Pollsters are skulking in the wake of the US election, but one agency crowing is Havas Cognitive, which said it had foreseen Hillary Clinton’s defeat as part of data analysis it conducted for ITV's political coverage.
The agency told Campaign before the election on 7 November that its system would be appearing on ITV’s coverage, but neglected to mention any prediction.
So should we be skeptical? Definitely. However, the Havas team has fielded several of our questions and, taking them at their word, it appears they are on to something.
In a nutshell: the calls they made from their data were not 100% right, but what’s most interesting is that they could offer a credible alternative to traditional methods of polling.
The burning question first though – why didn’t they go public with a prediction?
The answer is that ITV didn’t commission the system to make a prediction about the outcome, but to offer insight into what US voters were thinking and feeling about different issues and candidates. The voting intention data was a sideline, and even when the Havas team felt confident enough to be want to talk about it on air, it was precluded from doing so by ITV’s arrangement with a polling organisation.
Fair enough. But when Havas say "the data kept predicting a Trump victory", what exactly do they mean?
At this point it’s worth introducing Joe Harrod and John St Leger from Havas Cognitive, which is a new practice built around the group’s 21-year-old partnership with IBM. Havas was an early licensee of IBM’s artificial intelligence capability Watson, which is one of the components the pair used to build the bespoke EagleAi system for ITV.
Harrod, the EMEA lead for Havas Cognitive, explains: "EagleAI was analysing over a billion social posts. We narrowed it down to voters who had expressed a clear voting intent one way or the other. The output was a map of voting intent – which showed a Trump win."
Interestingly, the map did not change significantly over time, according to Harrod. It was based on historic data going back to July (when the candidates were formally nominated). There were daily updates to the data, up to the morning of the election, but they did not make much difference.
"To be quite honest we didn’t want to believe we were more accurate than the pollsters, but it was obvious by the time Florida was called."
"We called Iowa, Wisconsin, Florida and Ohio [correctly]," says St Leger, the lead developer for Havas Cognitive.
The big deal about doing that is those four states, plus Virginia [which EagleAi wrongly called for Trump], are disproportionately important to the presidential race.
Under the US system the candidate who gets the most votes in a state is awarded all of its electoral college votes. More populous states have a greater number of electoral college votes and whoever gets at least 270 of them wins.

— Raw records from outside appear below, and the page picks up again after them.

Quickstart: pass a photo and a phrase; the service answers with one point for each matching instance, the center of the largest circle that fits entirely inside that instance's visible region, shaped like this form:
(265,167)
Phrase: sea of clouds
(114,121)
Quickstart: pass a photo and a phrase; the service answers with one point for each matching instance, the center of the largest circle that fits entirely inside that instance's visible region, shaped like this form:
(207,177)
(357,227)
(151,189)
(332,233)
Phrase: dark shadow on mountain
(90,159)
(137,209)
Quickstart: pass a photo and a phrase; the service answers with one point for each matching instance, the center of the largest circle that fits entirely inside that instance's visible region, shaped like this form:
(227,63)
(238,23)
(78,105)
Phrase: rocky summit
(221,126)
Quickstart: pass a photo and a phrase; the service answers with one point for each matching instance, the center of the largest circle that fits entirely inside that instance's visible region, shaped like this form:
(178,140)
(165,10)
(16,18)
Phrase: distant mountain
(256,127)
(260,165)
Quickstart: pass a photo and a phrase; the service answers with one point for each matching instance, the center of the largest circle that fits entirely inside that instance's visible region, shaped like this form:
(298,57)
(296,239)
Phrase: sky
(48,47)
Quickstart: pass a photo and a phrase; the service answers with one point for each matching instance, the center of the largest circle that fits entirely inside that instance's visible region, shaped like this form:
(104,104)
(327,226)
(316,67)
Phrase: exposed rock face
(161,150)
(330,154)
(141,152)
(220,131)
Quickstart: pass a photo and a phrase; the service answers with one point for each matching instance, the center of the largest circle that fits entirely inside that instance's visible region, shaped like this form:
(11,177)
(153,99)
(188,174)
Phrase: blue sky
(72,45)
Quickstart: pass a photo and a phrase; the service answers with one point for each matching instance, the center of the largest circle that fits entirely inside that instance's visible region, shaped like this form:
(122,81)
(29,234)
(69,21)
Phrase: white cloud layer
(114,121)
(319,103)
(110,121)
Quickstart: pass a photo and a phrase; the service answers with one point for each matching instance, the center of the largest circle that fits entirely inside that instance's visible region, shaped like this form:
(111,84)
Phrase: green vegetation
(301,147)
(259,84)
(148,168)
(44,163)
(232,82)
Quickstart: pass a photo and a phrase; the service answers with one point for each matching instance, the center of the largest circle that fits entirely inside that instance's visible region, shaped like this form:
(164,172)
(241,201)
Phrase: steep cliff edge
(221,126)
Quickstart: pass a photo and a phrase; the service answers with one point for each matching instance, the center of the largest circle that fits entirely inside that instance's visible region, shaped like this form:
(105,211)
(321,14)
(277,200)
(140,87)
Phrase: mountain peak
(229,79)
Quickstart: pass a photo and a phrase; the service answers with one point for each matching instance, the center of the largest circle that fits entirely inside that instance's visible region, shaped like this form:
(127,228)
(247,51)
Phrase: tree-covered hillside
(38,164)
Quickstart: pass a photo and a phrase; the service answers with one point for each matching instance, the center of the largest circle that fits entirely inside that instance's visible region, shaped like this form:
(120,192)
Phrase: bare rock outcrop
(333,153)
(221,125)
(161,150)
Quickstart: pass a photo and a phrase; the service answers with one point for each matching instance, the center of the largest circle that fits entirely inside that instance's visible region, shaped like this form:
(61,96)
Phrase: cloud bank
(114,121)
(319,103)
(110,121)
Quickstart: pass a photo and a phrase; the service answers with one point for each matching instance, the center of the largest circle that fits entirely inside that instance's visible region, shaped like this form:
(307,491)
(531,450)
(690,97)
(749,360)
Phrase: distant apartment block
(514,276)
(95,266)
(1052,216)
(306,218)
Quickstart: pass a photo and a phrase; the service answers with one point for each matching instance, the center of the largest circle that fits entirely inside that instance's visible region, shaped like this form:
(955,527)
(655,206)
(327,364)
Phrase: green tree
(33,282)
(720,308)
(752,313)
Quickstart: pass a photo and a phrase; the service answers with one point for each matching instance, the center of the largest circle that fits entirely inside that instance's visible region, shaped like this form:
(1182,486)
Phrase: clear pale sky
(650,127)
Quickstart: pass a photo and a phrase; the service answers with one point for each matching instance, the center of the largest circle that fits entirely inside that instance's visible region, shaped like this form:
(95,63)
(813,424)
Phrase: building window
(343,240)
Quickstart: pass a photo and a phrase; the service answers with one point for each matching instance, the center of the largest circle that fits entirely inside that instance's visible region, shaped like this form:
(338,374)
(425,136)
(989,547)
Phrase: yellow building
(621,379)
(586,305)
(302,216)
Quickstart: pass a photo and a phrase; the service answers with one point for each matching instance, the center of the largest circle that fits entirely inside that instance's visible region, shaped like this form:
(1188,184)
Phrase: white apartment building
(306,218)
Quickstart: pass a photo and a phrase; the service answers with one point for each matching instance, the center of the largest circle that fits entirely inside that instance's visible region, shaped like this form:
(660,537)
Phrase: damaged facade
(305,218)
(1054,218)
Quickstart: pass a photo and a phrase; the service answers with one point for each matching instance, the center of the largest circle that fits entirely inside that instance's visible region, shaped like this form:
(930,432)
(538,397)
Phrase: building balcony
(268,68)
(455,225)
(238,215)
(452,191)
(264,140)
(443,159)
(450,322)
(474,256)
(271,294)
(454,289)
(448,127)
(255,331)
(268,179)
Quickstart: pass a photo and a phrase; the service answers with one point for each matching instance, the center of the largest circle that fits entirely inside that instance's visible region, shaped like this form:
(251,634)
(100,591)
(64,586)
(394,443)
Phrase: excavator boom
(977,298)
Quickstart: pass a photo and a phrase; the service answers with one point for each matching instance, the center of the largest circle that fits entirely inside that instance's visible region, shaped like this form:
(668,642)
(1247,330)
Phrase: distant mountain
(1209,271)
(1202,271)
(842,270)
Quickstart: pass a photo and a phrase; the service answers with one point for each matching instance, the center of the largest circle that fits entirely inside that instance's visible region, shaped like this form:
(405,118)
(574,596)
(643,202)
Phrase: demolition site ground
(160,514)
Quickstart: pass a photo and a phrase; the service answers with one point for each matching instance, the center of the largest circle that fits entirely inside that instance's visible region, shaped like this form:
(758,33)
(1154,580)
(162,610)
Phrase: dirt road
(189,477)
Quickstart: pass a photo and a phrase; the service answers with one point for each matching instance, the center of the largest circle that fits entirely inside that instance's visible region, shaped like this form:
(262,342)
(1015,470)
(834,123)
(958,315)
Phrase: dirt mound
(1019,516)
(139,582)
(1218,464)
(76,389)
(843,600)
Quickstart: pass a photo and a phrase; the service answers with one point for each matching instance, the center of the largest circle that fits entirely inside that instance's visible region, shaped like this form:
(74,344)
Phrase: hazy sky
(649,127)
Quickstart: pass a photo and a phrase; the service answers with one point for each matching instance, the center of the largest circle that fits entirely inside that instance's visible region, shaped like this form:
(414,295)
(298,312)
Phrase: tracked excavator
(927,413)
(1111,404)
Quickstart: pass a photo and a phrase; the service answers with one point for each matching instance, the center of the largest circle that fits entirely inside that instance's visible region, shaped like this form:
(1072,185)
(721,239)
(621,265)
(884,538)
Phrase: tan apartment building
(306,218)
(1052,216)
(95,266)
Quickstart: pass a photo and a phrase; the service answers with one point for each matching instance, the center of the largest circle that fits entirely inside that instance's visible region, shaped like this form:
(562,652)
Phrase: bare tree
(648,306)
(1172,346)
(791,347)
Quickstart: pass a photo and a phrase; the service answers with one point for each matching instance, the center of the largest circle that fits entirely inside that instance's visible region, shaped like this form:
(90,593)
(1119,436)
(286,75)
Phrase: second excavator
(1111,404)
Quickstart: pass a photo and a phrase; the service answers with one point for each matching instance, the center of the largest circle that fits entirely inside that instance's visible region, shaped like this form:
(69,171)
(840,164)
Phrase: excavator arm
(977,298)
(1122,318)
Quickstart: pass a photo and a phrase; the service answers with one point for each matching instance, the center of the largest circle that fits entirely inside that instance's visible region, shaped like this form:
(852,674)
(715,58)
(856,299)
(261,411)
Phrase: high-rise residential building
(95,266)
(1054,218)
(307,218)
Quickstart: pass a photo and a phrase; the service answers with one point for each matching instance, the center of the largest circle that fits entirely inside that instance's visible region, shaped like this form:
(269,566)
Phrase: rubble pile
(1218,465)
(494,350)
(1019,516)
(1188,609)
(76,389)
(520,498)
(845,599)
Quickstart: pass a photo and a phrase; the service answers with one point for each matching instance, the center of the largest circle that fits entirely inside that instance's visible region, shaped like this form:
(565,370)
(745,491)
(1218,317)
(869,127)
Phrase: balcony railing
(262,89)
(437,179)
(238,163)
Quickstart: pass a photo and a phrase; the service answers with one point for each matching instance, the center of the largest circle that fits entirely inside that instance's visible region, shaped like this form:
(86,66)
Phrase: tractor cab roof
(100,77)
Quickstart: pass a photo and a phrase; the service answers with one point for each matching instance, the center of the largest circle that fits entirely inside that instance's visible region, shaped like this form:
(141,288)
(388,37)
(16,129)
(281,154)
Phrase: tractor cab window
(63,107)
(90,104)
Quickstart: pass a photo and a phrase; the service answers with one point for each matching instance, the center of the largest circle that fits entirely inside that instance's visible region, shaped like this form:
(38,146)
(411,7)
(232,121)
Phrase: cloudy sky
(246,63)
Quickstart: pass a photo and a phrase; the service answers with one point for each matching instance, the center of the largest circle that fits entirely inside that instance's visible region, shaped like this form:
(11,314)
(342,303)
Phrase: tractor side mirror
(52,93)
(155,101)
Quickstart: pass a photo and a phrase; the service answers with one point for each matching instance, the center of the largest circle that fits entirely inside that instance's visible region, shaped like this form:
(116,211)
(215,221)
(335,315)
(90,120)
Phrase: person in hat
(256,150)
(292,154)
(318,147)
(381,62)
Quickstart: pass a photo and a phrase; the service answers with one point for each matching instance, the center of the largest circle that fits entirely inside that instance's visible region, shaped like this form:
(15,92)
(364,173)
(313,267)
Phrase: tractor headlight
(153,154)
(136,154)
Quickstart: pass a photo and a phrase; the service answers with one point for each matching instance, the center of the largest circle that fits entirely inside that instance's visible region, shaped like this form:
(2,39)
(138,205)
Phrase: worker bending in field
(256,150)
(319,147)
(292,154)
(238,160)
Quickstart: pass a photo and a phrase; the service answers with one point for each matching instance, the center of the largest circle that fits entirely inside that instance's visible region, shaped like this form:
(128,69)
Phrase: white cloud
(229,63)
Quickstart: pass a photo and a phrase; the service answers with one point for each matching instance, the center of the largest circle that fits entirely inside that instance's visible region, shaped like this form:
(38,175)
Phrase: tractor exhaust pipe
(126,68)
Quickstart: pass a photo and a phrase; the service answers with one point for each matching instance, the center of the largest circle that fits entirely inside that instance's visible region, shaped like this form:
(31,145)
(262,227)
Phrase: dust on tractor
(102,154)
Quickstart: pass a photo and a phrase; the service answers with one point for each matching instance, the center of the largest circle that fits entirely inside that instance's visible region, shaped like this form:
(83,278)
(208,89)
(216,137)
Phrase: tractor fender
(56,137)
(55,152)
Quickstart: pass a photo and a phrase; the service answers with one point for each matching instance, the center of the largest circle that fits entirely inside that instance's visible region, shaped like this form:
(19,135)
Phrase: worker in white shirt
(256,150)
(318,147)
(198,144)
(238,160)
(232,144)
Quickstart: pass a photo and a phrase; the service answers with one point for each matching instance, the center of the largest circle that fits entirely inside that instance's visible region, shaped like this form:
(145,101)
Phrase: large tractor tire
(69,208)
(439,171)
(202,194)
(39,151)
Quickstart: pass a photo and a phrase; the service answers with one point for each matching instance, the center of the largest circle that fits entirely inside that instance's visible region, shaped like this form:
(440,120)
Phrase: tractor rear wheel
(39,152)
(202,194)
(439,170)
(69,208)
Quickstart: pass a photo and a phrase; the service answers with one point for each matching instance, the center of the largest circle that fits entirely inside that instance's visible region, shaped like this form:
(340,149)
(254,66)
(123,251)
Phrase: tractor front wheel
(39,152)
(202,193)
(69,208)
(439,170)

EagleAi’s record was far from perfect, with wrong calls on nine out of 50 states.
Six of those were tight but there were three clangers: EagleAi called New Jersey for Trump (Clinton won by 55% to 41.8%), Utah for Clinton (Trump won by 46.8% to 24.8%) and North Dakota for Clinton (Trump won by 64.1% to 27.8%).
"The system is miles from being infallible! But we built this in less than a month and we weren’t focused on prediction," says Harrod. "With more time it could be substantially improved."
But even with those wrong calls, EagleAi was right about the overall result of a Trump win.
It was wrong, but crucially it was wrong in the opposite direction from the polls forecasting a Clinton victory. Its predictions translated to Trump winning 338 electoral college votes when in the event he only won 290.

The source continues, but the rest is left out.